Nineteenth Century Union Pacific Game Variant

Thanks for the suggestions of Mitch Gunzler.
Please forward any comments and additions to this variant to Rick Heli

GLG Note: This is a radical variant of the original game and almost qualifies as a rewrite of the game engine.

To play the variant, replace the original rules with the following except where stated.

Before the game

  1. Give each player $10 million starting cash.
  2. Lay out all the share cards face up in the open in decks of the same type.
  3. Place $2 million in cash above each share deck, including the Union Pacific deck. These funds belong to the railroad companies themselves.
  4. Place the starting trains on the board as usual.
  5. Place one train token of the corresponding type next to each cash pile, except for the Union Pacific which has no share tokens. (In this way, even if all the shares of a railroad are sold out, you can still tell to which railroad the money belongs. This token is available for placement on the board, but must be the last one played.)
  6. Divide the track cards into four decks by type.
  7. Into each stack shuffle one of the 4 "A" track cards.
  8. Into each stack shuffle one of the dividend cards.
  9. Place the 4 decks face up. No one should know in what position the dividend cards are and if they start on top, re-shuffle this deck.
  10. Determine the player order.

Playing the game

Players take turns in clockwise order, each executing all of the following steps before the next player does so.
  1. Investment
  2. Expansion
  3. Additional Investment


The player may buy and sell as many shares from as many railroads or the bank as funds allow. Initially, all of the shares belong to the railroads, but when a player sells shares, they are assumed by the bank. (Think of the bank as "the stock market".) If shares are available from both the bank and the railroad, the player may decide from where to purchase them.

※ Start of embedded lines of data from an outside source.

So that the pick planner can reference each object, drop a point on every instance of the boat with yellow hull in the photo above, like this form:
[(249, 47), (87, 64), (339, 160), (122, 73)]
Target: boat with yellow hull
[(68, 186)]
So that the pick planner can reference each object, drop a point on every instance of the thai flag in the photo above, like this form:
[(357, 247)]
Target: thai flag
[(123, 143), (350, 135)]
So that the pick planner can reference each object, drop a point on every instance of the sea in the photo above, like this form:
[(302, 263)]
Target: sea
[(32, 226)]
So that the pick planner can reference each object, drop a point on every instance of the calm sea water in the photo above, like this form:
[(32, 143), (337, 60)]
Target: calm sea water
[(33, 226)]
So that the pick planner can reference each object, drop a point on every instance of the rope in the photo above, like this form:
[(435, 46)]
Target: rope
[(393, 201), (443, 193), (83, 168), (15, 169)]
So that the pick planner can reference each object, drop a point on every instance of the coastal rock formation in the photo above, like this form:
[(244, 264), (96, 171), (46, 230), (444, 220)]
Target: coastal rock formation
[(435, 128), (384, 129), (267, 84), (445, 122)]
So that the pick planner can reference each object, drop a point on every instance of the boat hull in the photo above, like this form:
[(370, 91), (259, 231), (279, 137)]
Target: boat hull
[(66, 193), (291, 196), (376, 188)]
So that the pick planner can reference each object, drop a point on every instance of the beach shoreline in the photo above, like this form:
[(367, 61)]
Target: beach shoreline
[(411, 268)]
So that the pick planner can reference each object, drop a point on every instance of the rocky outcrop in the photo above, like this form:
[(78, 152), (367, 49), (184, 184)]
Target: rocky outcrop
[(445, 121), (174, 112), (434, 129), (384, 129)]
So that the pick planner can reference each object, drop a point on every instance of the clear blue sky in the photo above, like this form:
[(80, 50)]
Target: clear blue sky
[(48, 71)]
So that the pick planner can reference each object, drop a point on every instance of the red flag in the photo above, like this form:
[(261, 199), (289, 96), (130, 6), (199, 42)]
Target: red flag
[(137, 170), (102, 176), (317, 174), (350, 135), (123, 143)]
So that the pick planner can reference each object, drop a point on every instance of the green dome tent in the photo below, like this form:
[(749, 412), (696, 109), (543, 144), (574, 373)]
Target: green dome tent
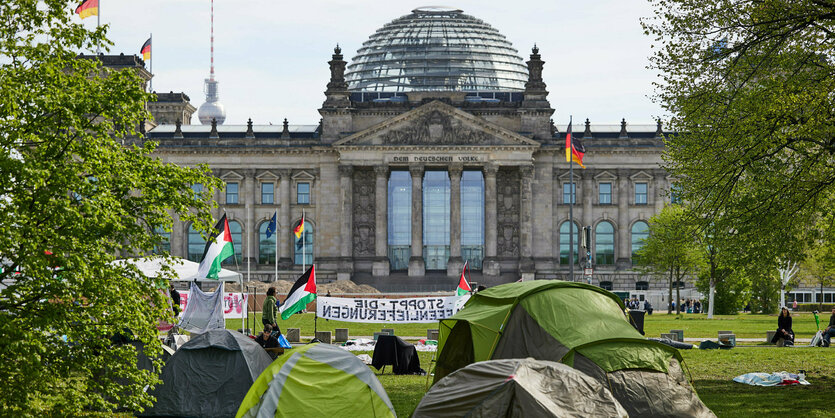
[(576, 324), (316, 380)]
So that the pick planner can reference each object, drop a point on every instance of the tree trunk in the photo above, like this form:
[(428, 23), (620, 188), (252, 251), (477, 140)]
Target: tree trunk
[(710, 298), (678, 290)]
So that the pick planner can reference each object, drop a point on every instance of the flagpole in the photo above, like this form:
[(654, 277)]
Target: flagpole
[(275, 233), (571, 196), (152, 69)]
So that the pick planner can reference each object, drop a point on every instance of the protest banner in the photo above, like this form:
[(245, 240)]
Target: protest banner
[(233, 304), (420, 310)]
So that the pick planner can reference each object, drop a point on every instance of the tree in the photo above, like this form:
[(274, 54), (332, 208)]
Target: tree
[(72, 197), (671, 249), (748, 84)]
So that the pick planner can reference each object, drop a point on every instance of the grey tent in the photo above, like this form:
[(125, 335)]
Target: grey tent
[(209, 375), (518, 388)]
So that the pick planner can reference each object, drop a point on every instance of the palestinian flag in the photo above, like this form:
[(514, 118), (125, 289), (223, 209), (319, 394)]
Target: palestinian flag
[(302, 293), (87, 8), (463, 287), (574, 149), (146, 50), (300, 228), (218, 248)]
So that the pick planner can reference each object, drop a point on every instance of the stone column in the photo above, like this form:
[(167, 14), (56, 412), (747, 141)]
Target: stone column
[(417, 266), (527, 268), (621, 234), (346, 202), (659, 186), (455, 263), (381, 266), (283, 236), (250, 234), (490, 264)]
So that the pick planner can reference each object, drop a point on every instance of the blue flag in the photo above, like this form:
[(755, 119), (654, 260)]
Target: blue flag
[(271, 226)]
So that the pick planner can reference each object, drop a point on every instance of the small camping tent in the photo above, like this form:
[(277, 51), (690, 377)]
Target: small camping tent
[(580, 325), (519, 388), (317, 380), (209, 375)]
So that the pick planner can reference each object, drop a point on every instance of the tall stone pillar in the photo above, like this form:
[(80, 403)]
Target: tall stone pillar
[(250, 238), (621, 233), (455, 263), (381, 266), (660, 187), (527, 267), (346, 202), (283, 236), (417, 266), (490, 264)]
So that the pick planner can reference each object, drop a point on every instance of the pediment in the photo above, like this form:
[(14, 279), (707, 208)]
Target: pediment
[(436, 124)]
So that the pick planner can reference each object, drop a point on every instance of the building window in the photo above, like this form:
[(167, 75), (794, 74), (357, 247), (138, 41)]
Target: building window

The price of a share is the number of train tokens that that railroad currently has on the board multiplied by $1 million. Money is paid to or received from the bank if the share is bought from there or if purchased from the company, one half the purchase price, rounded down, is paid to the railroad company.

The price of a Union Pacific share is the number of shares currently outstanding (i.e. owned by players) plus 1 and then multiplied by $1 million. If a player controls more than half of the purchased Union Pacific shares, he may also use the Union Pacific company to acquire shares of other companies. Place acquired shares next to the Union Pacific cash fund. He may may also sell shares held by the Union Pacific company back to the bank.


The player may expand one railroad by placing a train token under the usual rules except that trains may be placed on any type of track. However, in order to expand, the player must have more shares in that railroad than all the other purchased shares. If a player does not have sufficient shares, he may still expand the railroad if he proposes a placement which is approved by other players so that the active player and approving players control more than half of the purchased shares. In addition, expanding a railroad costs money which must be paid by the railroad itself. Each placement costs $1 million.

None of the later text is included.